Volgens de onderzoekers ontwikkelen kinderen en hun huisdieren vaak een sterke band, wat het vertrouwen in het leven en de wereld groter maakt. Kinderen met een hond bewegen ook vaak meer en komen vaker buiten, wat vervolgens weer overgewicht tegen gaat (in mijn geval was het dus vooral goed voor mijn vaders BMI, iets wat mijn moeder dan weer van harte toejuichde).

Uit het onderzoek blijkt zelfs dat kinderen in de leeftijd van 7 tot 10 jaar hun hond als meer waardevolle vriend zagen dan andere kinderen. Ze zeggen meer steun en warmte uit hun harige vriendjes te halen, dan dat ze krijgen van hun klasgenootjes, of de kinderen uit de buurt. Daarnaast worden honden regelmatig ingezet bij de begeleiding van bijvoorbeeld kinderen met autisme of ADHD en is gebleken dat het in huis halen van een zogenaamde ‘hulphond’ voor dit soort kinderen bijzonder positieve effecten kan hebben.

Ik heb nog steeds leuke herinneringen aan mijn lieve hondje Juna.
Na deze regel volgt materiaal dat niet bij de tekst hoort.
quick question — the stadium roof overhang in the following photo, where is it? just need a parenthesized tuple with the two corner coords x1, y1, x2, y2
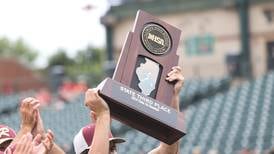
(101, 0, 273, 26)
Hoe ze als een held op sokken bij me op bed kwam liggen als het buiten onweerde, alleen maar blafte naar die ene collega van mijn vader, wat inderdaad een enorm irritante vent was, en altijd superenthousiast naar me toe kwam rennen als ik thuis kwam van school. Of ik zonder haar ongelukkiger was geworden? Dat durf ik niet te zeggen. Maar ik had haar ook niet willen missen.

Mijn zoon wil best wel graag een hond. Soms denk ik erover hem die te geven. Vooral vanwege zijn autisme. Omdat ik hem een kameraadje gun waar hij zijn ei bij kwijt kan. Weliswaar niet in woorden, maar dan wel in warmte. Omdat mensen voor hem soms moeilijk zijn en niet zo ‘aaibaar’. Maar mijn jongetje toch ook behoefte heeft aan knuffels en een vriendje op vier poten dat hem die misschien wat makkelijker kan geven. Maar dan zie ik mezelf in gedachten op een gure winteravond door de kou sjokken, met Fikkie aan de lijn en zo’n treurig poepzakje in de hand en heb ik met terugwerkende kracht medelijden met mijn vader. Dus nu hebben mijn zoon en ik een deal: als hij 12 is en hij wil nog steeds een hond, dan ga ik overstag. Tegen die tijd is het tenslotte echt al lang vergeten. Toch…?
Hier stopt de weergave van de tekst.